Understanding the affect heuristic leads one to expand their understanding of the term “conflict of interest”. My simple explanation of the affect heuristic follows:
If you like something, you overestimate the benefits and underestimate the risk. The contrary holds also. If you dislike something, you underestimate the benefits and overestimate the risks.
This concept helps us understand that we should consider multiple conflicts of interest. Clearly the pharmaceutical and device industries have taken advantage of this concept. They hire very likable representatives. These representatives treat physicians very well. Physicians, nurses and office staff like the representatives. Thus, the companies are well considered. When considering a drug that they are selling or a device that they make, the recipients of the kindness attribute benefits and minimize risks for the drug or the device.

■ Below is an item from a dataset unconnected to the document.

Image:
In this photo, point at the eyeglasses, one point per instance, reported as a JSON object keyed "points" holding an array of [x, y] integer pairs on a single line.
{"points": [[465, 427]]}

The same phenomenon occurs when the business funds research. The recipients of the research funds will have their values changed.
These values change subconsciously. We need not say that the conflict is explicit.

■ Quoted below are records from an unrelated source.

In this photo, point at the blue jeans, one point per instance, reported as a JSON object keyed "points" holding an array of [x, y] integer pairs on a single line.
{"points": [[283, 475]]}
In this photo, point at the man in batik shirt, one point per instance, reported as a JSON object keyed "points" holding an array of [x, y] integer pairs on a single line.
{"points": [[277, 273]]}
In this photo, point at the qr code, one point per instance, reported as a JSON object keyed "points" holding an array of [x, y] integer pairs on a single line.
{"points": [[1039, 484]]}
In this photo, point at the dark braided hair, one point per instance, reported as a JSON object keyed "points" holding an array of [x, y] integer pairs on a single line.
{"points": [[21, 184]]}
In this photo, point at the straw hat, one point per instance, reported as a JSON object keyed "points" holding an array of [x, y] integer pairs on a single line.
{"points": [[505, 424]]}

But there are other major conflicts. Our expertise is a conflict. For example, my thoughts about pharyngitis induce the affect heuristic. Being a diabetologist induces the heuristic. Diabetologists overestimate the value of tight control, and suppress the estimates of risks. Interventional cardiologists overestimate the benefits of stenting and underestimate the relative benefits of coronary arty bypass grafting.
Insurance company executives underestimate the benefits of expensive treatments.
The only logical way of avoiding conflicts of interest is to balance our committees and thereby balance the conflicts.
Most guideline writers and performance measurement developers would deny that they have a conflict. But we all have some conflict. We should acknowledge our conflicts and make them explicit.
We cannot avoid conflicts, thus we should consider the competing conflicts.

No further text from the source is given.